In 1958, I married Wayne Myhre, a Bible college graduate, and three years later, he was ordained as a Pentecostal minister.
Then in 1966, Wayne met Rev. Don Elmslie, a United Church minister, at the Petrolia, Ont. minister’s association. Don’s liberal theology was miles apart from Wayne’s, yet Don encouraged him to join the United Church, saying the church was strong enough to accept anyone, no matter their place on the theological spectrum. If you named Christ (Don’s terms), that was sufficient to be a Christian and a United Church minister. Don’s attitude was very surprising. There was plenty of room for differing theological opinions and personal lifestyle. We were drawn by his acceptance and felt God was leading us on a new path.
In the past few years, I have both heard that evangelicals are not welcome and seen them cast in a less-than-brilliant light.
When Wayne entered United Church ministry, we were immediately accepted and enfolded in love. No one took issue with his sermons, although a good friend and treasurer at the church in Conn, Ont. said after one, “That was a good sermon, Wayne, but I didn’t believe a word of it!”
Love and honesty, embedded in friendship and acceptance, overrode our belief systems.

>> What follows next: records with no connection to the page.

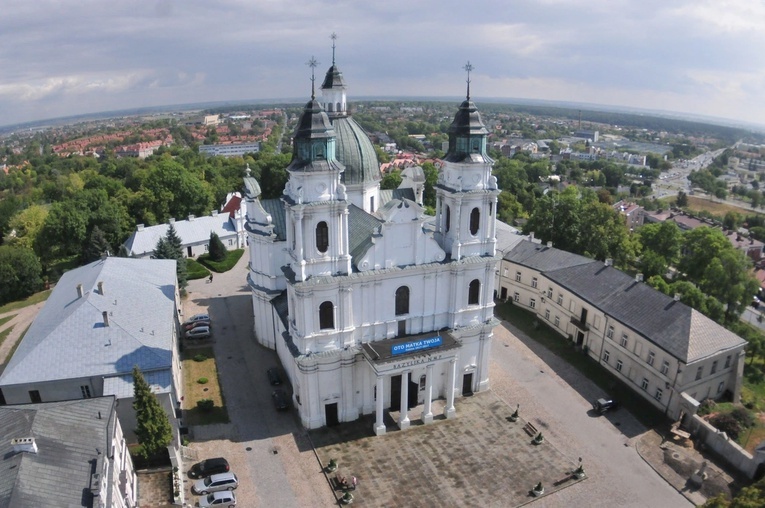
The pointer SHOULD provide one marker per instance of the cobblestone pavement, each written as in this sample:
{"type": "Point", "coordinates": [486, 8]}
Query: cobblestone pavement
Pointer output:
{"type": "Point", "coordinates": [478, 458]}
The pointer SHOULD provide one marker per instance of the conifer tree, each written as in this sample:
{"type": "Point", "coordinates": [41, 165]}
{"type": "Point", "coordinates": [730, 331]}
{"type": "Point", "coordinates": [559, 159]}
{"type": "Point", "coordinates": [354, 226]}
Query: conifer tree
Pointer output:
{"type": "Point", "coordinates": [97, 246]}
{"type": "Point", "coordinates": [217, 249]}
{"type": "Point", "coordinates": [154, 432]}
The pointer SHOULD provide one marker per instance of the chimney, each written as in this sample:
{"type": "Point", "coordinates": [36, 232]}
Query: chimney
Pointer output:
{"type": "Point", "coordinates": [24, 444]}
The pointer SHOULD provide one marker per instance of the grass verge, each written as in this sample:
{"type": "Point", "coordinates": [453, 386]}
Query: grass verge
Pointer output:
{"type": "Point", "coordinates": [232, 257]}
{"type": "Point", "coordinates": [565, 349]}
{"type": "Point", "coordinates": [35, 298]}
{"type": "Point", "coordinates": [194, 270]}
{"type": "Point", "coordinates": [194, 391]}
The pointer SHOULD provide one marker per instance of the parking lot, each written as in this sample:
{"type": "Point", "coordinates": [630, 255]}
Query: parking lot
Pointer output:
{"type": "Point", "coordinates": [474, 459]}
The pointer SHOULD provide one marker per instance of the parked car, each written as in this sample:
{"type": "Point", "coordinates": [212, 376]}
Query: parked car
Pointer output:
{"type": "Point", "coordinates": [604, 405]}
{"type": "Point", "coordinates": [223, 498]}
{"type": "Point", "coordinates": [195, 324]}
{"type": "Point", "coordinates": [197, 317]}
{"type": "Point", "coordinates": [201, 332]}
{"type": "Point", "coordinates": [209, 467]}
{"type": "Point", "coordinates": [273, 376]}
{"type": "Point", "coordinates": [281, 401]}
{"type": "Point", "coordinates": [215, 483]}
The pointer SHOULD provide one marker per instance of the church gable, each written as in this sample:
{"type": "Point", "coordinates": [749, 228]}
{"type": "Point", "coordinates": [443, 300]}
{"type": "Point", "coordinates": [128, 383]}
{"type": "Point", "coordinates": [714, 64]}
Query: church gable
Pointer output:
{"type": "Point", "coordinates": [401, 240]}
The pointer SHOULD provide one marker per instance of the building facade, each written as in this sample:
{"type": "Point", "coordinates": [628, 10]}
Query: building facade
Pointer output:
{"type": "Point", "coordinates": [668, 353]}
{"type": "Point", "coordinates": [371, 306]}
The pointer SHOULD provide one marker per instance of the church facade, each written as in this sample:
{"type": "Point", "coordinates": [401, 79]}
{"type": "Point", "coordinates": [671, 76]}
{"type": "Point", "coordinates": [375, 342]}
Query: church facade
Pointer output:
{"type": "Point", "coordinates": [371, 305]}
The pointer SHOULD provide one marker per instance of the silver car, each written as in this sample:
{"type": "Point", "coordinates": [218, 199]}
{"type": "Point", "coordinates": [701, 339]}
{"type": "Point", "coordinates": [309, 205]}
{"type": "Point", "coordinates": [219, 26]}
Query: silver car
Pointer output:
{"type": "Point", "coordinates": [200, 332]}
{"type": "Point", "coordinates": [216, 482]}
{"type": "Point", "coordinates": [223, 498]}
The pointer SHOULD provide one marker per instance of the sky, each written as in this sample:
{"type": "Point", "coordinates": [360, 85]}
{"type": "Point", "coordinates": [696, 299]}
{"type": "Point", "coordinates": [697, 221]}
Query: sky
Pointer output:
{"type": "Point", "coordinates": [71, 57]}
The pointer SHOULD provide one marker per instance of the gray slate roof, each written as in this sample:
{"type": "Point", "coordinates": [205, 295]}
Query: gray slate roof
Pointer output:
{"type": "Point", "coordinates": [68, 339]}
{"type": "Point", "coordinates": [673, 326]}
{"type": "Point", "coordinates": [190, 231]}
{"type": "Point", "coordinates": [68, 435]}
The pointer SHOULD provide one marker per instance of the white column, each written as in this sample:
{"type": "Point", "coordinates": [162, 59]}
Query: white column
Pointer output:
{"type": "Point", "coordinates": [427, 412]}
{"type": "Point", "coordinates": [403, 416]}
{"type": "Point", "coordinates": [449, 410]}
{"type": "Point", "coordinates": [380, 422]}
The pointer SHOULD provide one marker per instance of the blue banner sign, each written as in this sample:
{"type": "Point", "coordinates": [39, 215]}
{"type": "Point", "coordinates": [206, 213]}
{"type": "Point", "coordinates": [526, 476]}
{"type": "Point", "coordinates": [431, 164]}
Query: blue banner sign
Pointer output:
{"type": "Point", "coordinates": [417, 345]}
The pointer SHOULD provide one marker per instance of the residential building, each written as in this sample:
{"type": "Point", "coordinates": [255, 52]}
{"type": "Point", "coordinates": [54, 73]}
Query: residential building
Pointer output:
{"type": "Point", "coordinates": [371, 306]}
{"type": "Point", "coordinates": [100, 321]}
{"type": "Point", "coordinates": [230, 149]}
{"type": "Point", "coordinates": [70, 453]}
{"type": "Point", "coordinates": [194, 233]}
{"type": "Point", "coordinates": [668, 353]}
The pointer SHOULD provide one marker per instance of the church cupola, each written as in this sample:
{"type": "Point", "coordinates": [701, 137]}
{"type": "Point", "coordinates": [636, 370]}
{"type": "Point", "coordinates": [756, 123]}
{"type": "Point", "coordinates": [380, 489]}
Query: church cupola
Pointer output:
{"type": "Point", "coordinates": [467, 133]}
{"type": "Point", "coordinates": [466, 192]}
{"type": "Point", "coordinates": [333, 88]}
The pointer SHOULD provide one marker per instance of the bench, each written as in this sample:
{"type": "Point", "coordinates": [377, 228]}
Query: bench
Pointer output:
{"type": "Point", "coordinates": [339, 485]}
{"type": "Point", "coordinates": [530, 429]}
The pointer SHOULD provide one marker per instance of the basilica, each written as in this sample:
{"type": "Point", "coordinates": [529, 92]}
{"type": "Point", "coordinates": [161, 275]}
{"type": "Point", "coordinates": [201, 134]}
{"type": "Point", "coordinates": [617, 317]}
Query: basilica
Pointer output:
{"type": "Point", "coordinates": [371, 305]}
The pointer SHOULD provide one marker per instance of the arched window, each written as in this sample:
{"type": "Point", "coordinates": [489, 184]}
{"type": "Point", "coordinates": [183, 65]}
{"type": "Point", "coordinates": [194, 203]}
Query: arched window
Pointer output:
{"type": "Point", "coordinates": [322, 237]}
{"type": "Point", "coordinates": [326, 316]}
{"type": "Point", "coordinates": [475, 219]}
{"type": "Point", "coordinates": [402, 300]}
{"type": "Point", "coordinates": [474, 292]}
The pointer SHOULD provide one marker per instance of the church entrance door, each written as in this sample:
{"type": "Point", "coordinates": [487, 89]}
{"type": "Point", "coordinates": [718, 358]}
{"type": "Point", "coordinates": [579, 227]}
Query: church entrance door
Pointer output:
{"type": "Point", "coordinates": [467, 384]}
{"type": "Point", "coordinates": [395, 393]}
{"type": "Point", "coordinates": [330, 414]}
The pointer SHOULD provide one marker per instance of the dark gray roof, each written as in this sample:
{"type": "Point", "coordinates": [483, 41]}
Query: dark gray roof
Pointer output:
{"type": "Point", "coordinates": [68, 339]}
{"type": "Point", "coordinates": [362, 226]}
{"type": "Point", "coordinates": [542, 258]}
{"type": "Point", "coordinates": [354, 149]}
{"type": "Point", "coordinates": [388, 194]}
{"type": "Point", "coordinates": [673, 326]}
{"type": "Point", "coordinates": [275, 208]}
{"type": "Point", "coordinates": [69, 436]}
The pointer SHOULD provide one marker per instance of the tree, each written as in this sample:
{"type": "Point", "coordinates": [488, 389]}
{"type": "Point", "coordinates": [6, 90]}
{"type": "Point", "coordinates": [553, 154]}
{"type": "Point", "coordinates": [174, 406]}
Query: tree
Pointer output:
{"type": "Point", "coordinates": [171, 247]}
{"type": "Point", "coordinates": [153, 429]}
{"type": "Point", "coordinates": [217, 250]}
{"type": "Point", "coordinates": [97, 245]}
{"type": "Point", "coordinates": [20, 273]}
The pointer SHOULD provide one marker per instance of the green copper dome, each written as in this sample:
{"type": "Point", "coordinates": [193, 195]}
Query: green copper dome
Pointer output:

Fifty years later, many changes have occurred in the United Church. In the wider church, we hear terms like progressive and post-liberal Christianity as well as traditional, evangelical and charismatic.
I still believe in the power of the gospel to transform lives — I have seen it many times throughout my 81 years. I agree that the Holy Spirit can be manifested in many ways. I believe in the literal resurrection of Christ. I stand with Paul in his statement, “If Christ is not risen, then our preaching is empty and your faith is also empty.” I also believe in divine healing. Yet, at the same time, I accept others who do not share my beliefs.
Now I wonder if the United Church is still strong enough to accept everyone on the theological spectrum. In the past few years, I have both heard that evangelicals are not welcome and seen them cast in a less-than-brilliant light. I worry that our more traditional Christian beliefs about Jesus might be rejected.
Don Elmslie maintained that our denomination’s tent was wide — yet if it now has room for atheists, then my question is, can there still be room for evangelicals?